The reason that RAC requires cluster awareness and the IBM PureData System for Transactions does not is due to the fundamental differences in their architectures. While both use a shared disk mechanism for scale out, that is the only real similarity. Oracle uses a distributed locking mechanism in RAC, while the IBM PureData System for Transactions uses a centralized locking mechanism.
Let’s use a small example to show the differences. Let’s consider a 2-server (node/member if you are RAC or the PureData System for Transactions) cluster and a database that is being accessed by applications connecting to these servers.
In the RAC case, if a user sends a request to server 1 to update a row, say for customer Smith, it must get that row from the database into its own memory, then it can work on that row (I apply the transaction). Then another user sends a request to server 2 asking it to update the row for customer Jones in the database. First server 2 must read that row into memory and then it can work on it. So far there are no issues, but let’s go on.
Now what happens if another user wants to update the data for customer Jones, but is routed to server 1? In this case server 1 doesn’t have the row, it only has the row for customer Smith. So server one sends a message over to server two asking it to send the row for customer Jones over to server 1. Once server 1 has a copy of the row for customer Jones it can then work on that transaction. Now server 1 has both rows (Jones and Smith) so if a transaction affecting either customer comes to it, it can be processed right away.
The problem now is that any transaction (for customer Smith or Jones) that goes to server 2 requires that server to go to server 1 to get the resource since it has no rows that it can work on directly.
As transactions are randomly distributed amongst the two servers (in order to balance workload) the rows for the customers must be sent back and forth between the two servers. This results in very inefficient use of resources (too much network traffic and a lot of messages between the two servers to coordinate access to data). This limits the scalability of a RAC cluster and also impacts performance. To make RAC scale you have to find the bottlenecks and remove them. In most cases the bottlenecks are too much data being shipped back and forth between nodes (difficult to find in the first place because you now have to look in many different places across the cluster to find the hot spots). To solve the problem you have to repartition your application and your database to make it scale.
The IBM PureData System for Transactions on the other hand provides near linear scalability our to over 100 members (servers) with no partitioning of the application or database.
So let’s look at the work involved to move from single instance Oracle to either Exadata vs. the IBM PureData System for Transactions in the table below.
The data movement, test and tuning time will be similar, but the time to “fix” the application will be significantly longer with Oracle RAC and Exadata than with the IBM PureData System for Transactions.

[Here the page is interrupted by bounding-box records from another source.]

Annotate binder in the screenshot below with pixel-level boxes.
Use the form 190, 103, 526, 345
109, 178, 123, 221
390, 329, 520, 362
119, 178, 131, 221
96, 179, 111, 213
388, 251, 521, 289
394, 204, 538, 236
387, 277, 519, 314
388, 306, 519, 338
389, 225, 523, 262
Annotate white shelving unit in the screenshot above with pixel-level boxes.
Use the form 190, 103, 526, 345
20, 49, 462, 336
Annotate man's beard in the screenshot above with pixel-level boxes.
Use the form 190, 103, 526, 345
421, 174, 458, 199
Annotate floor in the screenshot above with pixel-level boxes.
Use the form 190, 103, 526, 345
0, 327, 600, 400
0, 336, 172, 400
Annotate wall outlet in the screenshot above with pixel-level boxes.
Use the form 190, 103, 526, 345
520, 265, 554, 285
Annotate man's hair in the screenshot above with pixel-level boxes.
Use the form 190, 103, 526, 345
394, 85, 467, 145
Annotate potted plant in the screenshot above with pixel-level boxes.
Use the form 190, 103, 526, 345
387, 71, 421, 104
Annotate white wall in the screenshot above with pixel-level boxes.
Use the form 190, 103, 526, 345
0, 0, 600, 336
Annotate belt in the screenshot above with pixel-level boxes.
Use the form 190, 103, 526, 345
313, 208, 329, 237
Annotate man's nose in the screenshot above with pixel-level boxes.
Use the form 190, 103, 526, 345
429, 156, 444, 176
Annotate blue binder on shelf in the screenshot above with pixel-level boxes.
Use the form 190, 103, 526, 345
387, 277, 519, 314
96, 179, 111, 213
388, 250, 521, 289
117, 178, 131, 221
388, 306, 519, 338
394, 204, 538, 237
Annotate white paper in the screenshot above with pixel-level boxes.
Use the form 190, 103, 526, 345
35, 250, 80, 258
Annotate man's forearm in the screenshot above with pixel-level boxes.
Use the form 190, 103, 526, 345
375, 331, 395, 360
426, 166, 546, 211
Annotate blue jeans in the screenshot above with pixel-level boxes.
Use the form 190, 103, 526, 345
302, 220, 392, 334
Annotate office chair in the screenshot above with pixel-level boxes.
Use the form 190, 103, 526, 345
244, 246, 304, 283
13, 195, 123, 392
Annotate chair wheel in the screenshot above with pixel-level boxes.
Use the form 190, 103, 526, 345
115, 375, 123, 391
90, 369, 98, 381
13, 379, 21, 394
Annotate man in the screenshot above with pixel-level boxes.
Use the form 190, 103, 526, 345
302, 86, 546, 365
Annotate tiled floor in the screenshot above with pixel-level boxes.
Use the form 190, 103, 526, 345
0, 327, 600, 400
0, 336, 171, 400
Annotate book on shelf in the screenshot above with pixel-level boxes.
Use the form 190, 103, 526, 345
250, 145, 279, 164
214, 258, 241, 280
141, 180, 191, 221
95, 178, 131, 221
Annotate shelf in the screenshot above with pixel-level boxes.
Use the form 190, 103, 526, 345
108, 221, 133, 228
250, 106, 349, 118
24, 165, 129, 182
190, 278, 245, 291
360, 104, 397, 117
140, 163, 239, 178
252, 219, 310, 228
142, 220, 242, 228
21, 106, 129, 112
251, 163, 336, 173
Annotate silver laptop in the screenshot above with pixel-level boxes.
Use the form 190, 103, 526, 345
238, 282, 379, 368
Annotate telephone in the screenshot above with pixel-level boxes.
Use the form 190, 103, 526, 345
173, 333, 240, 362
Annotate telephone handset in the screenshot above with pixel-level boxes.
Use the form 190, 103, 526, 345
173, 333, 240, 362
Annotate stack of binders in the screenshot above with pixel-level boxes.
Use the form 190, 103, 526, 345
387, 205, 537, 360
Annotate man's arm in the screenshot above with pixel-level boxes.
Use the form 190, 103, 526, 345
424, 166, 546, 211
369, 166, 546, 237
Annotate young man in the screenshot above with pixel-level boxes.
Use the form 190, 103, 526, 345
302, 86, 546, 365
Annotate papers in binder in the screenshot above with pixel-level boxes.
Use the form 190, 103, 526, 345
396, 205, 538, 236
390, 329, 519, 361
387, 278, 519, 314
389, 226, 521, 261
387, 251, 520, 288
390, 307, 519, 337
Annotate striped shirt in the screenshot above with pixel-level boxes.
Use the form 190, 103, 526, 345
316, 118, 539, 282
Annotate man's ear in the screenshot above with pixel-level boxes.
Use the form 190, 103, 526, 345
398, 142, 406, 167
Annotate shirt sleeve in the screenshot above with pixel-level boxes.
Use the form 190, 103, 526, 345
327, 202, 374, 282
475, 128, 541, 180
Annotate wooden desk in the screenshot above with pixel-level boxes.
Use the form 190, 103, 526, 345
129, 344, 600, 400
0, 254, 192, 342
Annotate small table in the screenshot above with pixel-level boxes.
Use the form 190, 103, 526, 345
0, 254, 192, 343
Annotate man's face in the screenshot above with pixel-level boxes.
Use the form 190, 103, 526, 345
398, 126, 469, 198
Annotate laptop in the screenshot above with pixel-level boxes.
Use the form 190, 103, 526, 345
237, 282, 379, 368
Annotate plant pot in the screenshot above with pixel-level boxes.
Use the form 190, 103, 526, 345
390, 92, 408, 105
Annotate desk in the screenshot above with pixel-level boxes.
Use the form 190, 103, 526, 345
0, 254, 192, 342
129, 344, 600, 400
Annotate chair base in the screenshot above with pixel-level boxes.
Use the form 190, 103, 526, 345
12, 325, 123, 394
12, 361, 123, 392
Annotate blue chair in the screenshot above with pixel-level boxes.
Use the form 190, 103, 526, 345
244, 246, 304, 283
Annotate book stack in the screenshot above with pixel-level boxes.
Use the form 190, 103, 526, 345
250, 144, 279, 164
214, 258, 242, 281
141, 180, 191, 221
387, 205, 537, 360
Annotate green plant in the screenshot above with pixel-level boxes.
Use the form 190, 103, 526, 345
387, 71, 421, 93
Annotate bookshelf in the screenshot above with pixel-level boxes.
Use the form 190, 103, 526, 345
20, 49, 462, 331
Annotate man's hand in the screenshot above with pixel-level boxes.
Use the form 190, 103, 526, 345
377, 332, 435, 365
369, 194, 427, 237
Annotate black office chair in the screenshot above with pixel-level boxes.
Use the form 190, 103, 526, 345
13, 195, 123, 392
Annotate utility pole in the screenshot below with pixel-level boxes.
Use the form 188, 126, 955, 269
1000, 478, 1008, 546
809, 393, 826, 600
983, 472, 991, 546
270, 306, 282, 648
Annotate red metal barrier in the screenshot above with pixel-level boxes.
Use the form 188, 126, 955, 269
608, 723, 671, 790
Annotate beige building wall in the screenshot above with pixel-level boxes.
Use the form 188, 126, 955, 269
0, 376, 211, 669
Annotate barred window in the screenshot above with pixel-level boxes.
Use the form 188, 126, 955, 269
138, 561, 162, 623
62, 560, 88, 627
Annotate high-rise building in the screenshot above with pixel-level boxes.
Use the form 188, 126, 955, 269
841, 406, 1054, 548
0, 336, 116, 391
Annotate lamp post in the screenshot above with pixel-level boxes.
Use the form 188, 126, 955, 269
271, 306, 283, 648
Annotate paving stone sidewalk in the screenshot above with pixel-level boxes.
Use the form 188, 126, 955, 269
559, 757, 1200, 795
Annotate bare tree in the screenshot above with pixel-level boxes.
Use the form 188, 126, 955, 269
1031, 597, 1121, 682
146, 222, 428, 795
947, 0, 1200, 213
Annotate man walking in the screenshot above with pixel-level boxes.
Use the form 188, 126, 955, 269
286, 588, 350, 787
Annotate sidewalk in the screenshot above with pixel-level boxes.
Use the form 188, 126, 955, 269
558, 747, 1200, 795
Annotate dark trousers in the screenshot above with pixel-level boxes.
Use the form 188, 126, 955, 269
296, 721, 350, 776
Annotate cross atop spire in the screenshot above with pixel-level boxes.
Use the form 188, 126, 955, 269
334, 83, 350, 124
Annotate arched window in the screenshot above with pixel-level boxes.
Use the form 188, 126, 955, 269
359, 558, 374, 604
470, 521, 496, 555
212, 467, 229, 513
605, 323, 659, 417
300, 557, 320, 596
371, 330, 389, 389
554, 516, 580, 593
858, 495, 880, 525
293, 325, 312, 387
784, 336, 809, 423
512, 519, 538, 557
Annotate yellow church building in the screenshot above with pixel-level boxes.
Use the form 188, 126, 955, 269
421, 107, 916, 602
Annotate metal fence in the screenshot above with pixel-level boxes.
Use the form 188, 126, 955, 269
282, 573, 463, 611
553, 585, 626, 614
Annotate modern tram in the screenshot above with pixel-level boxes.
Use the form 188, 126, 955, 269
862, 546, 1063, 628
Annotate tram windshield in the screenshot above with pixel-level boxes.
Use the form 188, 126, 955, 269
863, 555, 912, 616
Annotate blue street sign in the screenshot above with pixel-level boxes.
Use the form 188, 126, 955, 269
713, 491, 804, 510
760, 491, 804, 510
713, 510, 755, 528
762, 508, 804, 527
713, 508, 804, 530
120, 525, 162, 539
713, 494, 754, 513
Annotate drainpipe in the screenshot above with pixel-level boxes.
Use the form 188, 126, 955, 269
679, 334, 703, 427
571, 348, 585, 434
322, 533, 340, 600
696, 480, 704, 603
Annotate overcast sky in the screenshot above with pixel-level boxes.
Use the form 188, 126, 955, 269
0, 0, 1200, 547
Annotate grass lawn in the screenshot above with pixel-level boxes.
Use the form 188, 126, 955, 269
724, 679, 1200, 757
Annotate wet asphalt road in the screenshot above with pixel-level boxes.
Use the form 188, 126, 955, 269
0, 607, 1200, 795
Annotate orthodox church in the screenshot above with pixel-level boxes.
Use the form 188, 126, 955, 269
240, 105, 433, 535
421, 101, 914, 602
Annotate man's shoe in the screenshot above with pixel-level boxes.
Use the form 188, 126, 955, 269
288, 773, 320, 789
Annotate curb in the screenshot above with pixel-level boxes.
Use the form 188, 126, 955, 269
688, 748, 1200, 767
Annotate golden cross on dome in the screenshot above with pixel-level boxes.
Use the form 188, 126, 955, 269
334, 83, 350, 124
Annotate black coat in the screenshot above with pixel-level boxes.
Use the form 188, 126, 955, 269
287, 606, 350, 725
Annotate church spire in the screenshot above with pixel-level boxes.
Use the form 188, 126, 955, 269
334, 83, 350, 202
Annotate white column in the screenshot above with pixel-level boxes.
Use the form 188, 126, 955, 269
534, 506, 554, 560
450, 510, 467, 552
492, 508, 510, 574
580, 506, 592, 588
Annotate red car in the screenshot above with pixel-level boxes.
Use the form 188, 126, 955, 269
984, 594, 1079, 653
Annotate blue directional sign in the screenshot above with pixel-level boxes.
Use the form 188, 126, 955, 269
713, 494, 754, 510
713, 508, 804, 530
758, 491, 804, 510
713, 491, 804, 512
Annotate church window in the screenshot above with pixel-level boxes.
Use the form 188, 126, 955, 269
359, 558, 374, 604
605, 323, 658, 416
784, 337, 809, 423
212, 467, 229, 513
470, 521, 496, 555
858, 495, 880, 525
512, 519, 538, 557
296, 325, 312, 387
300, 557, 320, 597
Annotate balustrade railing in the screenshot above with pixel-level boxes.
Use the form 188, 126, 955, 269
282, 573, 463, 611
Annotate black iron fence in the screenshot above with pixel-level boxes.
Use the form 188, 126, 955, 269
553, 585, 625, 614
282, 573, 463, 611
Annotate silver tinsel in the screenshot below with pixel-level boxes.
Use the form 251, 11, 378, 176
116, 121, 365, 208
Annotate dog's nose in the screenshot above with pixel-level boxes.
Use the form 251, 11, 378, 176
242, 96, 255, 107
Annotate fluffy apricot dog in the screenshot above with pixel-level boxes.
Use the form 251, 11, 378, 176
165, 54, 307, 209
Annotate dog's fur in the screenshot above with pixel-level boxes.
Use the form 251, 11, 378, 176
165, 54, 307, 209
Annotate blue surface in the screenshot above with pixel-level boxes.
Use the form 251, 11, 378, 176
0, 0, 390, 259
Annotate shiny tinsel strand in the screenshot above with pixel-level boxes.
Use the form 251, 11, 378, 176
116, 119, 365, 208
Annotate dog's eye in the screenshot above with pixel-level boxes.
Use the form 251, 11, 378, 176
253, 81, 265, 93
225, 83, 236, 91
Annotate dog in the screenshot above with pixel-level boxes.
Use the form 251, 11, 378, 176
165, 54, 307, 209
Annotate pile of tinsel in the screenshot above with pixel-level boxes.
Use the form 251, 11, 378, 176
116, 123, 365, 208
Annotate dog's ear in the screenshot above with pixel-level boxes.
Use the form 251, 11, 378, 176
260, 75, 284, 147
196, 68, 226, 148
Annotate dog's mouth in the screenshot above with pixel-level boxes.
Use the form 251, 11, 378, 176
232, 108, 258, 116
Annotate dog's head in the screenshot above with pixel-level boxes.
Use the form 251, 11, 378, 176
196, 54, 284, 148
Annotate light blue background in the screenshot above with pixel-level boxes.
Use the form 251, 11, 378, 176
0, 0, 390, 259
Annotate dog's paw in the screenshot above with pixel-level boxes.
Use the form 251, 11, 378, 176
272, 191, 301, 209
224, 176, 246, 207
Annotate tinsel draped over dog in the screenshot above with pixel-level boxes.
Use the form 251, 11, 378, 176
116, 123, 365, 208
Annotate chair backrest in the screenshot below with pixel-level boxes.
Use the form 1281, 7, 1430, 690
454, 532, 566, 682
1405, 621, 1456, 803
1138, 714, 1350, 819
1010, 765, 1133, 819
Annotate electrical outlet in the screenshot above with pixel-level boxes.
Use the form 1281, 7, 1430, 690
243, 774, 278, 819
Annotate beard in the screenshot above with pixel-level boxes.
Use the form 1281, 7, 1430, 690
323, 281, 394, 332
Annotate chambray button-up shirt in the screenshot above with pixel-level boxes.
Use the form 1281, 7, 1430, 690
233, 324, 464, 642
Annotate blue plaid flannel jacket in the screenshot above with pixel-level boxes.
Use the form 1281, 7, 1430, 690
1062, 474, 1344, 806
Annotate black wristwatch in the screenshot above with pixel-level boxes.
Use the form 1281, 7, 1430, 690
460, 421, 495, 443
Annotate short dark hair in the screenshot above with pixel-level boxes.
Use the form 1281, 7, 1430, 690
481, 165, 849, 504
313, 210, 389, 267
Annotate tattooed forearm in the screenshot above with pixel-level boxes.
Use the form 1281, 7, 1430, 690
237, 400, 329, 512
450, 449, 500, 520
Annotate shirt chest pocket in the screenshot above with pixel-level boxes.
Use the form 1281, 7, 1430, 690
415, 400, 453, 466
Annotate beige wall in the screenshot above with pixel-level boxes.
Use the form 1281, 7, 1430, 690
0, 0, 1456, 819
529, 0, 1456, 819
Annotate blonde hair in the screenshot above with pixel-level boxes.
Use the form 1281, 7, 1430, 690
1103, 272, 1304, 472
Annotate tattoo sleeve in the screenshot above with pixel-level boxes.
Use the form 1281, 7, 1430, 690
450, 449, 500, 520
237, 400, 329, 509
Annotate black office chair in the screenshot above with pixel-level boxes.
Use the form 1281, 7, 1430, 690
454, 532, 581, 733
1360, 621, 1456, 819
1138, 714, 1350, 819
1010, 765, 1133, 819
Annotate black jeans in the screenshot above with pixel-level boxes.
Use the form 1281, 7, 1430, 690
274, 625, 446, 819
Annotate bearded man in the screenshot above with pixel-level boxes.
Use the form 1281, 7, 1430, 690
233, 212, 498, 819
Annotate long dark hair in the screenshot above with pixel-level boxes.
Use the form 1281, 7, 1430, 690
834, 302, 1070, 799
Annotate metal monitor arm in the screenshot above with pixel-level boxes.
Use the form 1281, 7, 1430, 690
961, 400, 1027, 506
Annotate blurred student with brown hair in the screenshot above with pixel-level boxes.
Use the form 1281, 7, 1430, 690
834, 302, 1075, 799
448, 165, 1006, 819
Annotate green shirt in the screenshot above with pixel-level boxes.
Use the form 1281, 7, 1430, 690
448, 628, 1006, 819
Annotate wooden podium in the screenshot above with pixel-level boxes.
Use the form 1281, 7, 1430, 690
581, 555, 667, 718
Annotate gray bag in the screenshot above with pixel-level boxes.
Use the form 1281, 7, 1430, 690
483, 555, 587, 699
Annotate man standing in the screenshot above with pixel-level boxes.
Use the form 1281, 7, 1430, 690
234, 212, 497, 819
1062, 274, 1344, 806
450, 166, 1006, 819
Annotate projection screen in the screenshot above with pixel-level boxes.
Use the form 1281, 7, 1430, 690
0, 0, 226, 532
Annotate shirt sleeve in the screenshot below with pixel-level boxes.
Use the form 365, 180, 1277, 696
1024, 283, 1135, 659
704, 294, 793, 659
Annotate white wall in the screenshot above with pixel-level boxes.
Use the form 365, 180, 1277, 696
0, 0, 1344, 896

Don’t take my word for the Exadata effort in the table above. At a number of customer experience panels during Oracle Open World in September, 2012 customers openly talked about their experiences moving to Exadata. In session 8424 (Data Warehouse and Big Data Customers’ View of the Future) Christopher Thompson from Coles, AU discussed their migration from Oracle to Exadata. He mentioned a two week long process just to get the Exadata system running in the data center after delivery, and then a three month long process to migrate a single database. In the same session, Daniel Dibbets from Allianz Insurance talked about their six month long migration process for a single database from Oracle to Exadata.
If you are experiencing issues with Oracle performance as many customers in this session and others said they were, you owe it to yourself to look for a better alternative. And the IBM PureData System for Transactions is that.